Compliance was another issue, Reed added. “Strathmere Lodge is growing by leaps and bounds and at the same time, we have to meet the Canadian government’s regulations for patient privacy.”
When it comes to securing the county’s VMware virtualized environment, the Trend Micro tools fit the bill according to Jesse. “Trend Micro Deep Security is perhaps the only solutions that meet the compliance criteria within virtualized data centres,” he said.
The results were satisfactory, according to Reed.
“In the past, security slowed down applications. With Trend Micro, some applications are now loading 50 times faster – that’s a real plus for everyone and we really like seeing those kinds of improvements,” he said.
Three frequently neglected compliance factors
Privacy regulatory compliance has been growing in importance for several years now, notes Claudiu Popa, principal of Informatica, a Toronto-based security and privacy consultancy firm. “As organization move more and more data and operations into the cloud, concerns over security and privacy will increase further,” he said.
While many businesses and municipalities like to think they are secure, he said, there is all too frequently a gap between actual operational procedures and organizational policies.
He said the following are the top three compliance pitfalls:
- Failure to reflect security and privacy operations in official policies. “Many times organization simply deploy privacy policies that were merely copied from other organizations,” Popa said. The problem with this is that organizations operate differently. One company’s privacy and security policy will not necessarily fit another.
- Lack or record management and disposal policies and procedure. “The problem I find with many organizations is that they keep on collecting data but have not policy or set procedures about how to track data and dispose of it when no longer needed,” said Popa.
These result in data being copied multiple times, important information not being updated and personal identifiable information being kept for extended periods and exposed to data breaches.
- Lack of employee awareness. In many organizations, employees handling sensitive documents do not receive proper training on how properly handle and protect the resource. “In the municipal environment, it is possible that client facing workers are not always aware who are the persons they can disclose certain information to,” said Popa.
One of the problems is that the compliance environment has become increasingly complicated in recent years, “Many businesses are not sure which compliance regulation they should concentrate on,” said Popa who recently launched a book entitled: Managing Personal Information: Insights on Corporate Risk and Opportunity for Privacy-Savvy Leaders.
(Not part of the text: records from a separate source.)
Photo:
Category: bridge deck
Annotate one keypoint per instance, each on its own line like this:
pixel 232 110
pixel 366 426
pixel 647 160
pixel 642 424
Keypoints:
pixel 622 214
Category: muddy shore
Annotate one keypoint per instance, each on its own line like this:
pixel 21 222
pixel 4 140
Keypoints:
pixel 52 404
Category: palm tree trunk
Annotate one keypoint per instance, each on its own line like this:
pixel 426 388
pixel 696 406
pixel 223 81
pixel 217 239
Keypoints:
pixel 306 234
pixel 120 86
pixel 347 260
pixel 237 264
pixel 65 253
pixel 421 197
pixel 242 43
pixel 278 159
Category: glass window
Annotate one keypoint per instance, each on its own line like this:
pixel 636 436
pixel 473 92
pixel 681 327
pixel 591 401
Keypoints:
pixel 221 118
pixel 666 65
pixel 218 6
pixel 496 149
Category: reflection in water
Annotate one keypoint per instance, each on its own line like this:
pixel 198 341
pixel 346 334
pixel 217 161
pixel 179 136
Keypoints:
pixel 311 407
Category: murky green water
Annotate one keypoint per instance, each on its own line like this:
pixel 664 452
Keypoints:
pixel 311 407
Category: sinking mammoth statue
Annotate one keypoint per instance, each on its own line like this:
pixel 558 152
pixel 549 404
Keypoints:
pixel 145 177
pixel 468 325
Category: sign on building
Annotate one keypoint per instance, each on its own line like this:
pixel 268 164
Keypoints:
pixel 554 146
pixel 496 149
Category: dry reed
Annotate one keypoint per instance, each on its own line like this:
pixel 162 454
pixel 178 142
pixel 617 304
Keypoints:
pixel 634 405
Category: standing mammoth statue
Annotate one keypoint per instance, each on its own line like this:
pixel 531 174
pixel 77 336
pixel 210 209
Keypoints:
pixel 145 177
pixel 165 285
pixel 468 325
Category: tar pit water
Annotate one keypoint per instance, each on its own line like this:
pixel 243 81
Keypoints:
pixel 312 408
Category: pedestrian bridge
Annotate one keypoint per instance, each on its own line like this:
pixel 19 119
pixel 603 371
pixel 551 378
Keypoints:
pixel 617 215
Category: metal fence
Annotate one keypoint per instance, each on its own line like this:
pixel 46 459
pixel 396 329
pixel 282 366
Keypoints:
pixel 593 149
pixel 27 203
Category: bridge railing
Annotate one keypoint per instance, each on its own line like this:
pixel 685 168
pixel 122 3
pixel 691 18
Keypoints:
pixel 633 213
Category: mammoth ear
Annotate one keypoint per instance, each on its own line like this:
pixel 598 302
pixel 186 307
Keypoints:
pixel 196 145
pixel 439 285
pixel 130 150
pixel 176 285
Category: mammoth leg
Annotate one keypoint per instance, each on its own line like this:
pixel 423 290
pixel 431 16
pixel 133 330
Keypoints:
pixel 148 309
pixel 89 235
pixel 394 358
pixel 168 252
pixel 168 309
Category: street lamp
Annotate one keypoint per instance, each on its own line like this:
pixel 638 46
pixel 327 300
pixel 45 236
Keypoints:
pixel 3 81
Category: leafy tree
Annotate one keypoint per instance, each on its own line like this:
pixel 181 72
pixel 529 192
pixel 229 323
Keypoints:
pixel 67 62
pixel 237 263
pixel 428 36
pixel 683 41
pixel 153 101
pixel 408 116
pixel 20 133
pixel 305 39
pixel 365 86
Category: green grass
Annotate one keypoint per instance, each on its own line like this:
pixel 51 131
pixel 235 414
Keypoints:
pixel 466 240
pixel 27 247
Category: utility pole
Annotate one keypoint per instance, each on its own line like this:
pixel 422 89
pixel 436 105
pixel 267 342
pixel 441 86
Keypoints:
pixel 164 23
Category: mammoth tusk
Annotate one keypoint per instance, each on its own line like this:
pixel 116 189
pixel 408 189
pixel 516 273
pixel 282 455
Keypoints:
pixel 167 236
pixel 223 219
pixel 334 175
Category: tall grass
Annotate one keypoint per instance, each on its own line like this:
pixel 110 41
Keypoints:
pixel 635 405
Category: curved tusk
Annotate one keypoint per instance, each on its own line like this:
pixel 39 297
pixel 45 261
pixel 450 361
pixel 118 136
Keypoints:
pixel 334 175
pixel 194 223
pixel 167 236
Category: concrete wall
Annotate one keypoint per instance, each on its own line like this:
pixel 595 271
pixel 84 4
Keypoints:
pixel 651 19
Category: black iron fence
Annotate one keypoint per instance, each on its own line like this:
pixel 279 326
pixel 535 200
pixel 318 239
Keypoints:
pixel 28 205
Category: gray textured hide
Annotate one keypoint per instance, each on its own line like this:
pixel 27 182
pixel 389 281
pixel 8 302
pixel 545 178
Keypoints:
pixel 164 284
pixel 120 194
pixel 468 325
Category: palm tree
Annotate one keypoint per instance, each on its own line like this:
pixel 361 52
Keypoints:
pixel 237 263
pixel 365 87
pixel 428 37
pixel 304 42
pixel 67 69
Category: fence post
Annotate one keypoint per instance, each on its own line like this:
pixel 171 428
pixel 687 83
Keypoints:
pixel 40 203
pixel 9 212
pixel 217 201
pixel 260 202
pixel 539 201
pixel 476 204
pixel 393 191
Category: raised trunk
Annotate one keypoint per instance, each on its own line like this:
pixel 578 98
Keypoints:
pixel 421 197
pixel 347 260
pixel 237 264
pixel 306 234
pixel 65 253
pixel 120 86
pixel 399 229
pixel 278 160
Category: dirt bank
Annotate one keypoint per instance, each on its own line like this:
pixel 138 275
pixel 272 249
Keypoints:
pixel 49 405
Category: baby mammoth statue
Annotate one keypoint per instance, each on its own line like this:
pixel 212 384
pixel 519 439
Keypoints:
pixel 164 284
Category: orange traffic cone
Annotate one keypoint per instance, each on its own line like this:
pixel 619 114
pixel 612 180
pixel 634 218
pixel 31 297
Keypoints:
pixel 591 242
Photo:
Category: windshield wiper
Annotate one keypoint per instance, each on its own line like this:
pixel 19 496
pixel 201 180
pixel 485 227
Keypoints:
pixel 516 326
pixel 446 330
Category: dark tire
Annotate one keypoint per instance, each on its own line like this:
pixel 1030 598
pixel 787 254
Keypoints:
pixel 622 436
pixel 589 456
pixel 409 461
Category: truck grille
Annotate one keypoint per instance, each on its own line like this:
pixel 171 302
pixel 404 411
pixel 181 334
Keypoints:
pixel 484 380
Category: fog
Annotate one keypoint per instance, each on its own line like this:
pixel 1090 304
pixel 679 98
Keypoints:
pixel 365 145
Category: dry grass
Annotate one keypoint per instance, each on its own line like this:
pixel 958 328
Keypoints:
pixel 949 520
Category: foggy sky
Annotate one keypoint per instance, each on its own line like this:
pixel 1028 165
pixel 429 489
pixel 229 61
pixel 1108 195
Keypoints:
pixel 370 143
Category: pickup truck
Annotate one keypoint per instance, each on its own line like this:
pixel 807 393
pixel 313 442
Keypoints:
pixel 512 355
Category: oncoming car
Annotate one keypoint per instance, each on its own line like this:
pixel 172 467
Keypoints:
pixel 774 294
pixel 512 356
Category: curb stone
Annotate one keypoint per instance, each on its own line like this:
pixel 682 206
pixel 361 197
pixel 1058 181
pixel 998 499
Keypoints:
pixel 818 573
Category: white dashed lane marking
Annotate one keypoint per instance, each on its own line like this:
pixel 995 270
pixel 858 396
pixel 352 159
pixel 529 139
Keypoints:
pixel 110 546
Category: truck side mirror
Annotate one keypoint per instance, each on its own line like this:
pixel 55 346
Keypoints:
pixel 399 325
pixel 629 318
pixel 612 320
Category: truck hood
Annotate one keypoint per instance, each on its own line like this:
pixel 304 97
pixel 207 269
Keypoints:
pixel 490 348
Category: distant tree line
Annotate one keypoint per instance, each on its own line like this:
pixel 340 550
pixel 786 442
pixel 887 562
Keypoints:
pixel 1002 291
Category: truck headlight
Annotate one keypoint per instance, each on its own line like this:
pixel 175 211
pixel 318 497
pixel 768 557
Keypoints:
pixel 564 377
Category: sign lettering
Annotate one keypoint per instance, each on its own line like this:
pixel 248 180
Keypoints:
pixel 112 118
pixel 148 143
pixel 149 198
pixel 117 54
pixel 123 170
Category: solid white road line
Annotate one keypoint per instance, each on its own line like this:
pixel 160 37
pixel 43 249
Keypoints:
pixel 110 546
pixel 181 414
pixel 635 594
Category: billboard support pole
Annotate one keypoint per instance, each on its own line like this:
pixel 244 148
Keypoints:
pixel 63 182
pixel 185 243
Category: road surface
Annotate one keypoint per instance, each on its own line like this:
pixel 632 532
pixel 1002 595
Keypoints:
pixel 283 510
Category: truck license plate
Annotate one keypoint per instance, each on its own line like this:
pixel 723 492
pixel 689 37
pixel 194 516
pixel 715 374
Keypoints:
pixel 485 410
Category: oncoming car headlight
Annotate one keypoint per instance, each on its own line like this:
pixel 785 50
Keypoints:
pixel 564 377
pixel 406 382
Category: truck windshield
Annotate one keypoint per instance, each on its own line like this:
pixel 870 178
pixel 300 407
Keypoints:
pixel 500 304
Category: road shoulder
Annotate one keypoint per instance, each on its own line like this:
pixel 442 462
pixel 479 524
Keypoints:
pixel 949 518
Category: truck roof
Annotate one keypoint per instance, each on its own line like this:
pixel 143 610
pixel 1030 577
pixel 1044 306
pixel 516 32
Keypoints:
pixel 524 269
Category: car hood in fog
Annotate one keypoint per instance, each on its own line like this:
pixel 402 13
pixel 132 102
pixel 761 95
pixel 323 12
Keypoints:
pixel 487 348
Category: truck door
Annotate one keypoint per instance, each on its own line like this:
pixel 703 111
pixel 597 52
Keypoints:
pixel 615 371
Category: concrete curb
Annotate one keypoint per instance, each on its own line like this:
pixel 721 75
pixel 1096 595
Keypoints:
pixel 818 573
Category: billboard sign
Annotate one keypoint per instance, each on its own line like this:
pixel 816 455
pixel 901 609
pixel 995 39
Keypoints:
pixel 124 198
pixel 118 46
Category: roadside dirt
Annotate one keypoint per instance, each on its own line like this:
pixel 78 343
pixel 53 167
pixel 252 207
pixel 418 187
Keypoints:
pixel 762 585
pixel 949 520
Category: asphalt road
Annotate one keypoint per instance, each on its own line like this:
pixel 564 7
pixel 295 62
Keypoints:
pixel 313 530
The book comes with section that provides a “basic template” for privacy policies which organizations can adopt to suit their operations said Popa.
Informatica also offers a free risk and compliance assessment tool to help businesses determine their security and compliance posture.
Meanwhile, for Reed of Middlesex County the security revamp couldn’t have come at a better time. He said the country has just come out with a new Web site, a new SAN (storage area network) and cloud services.
“Everything terminates in our data centre. Our challenge moving forward is to help users gain the best possible returns from the new tools and resources while alleviating dependencies on IT,” he said.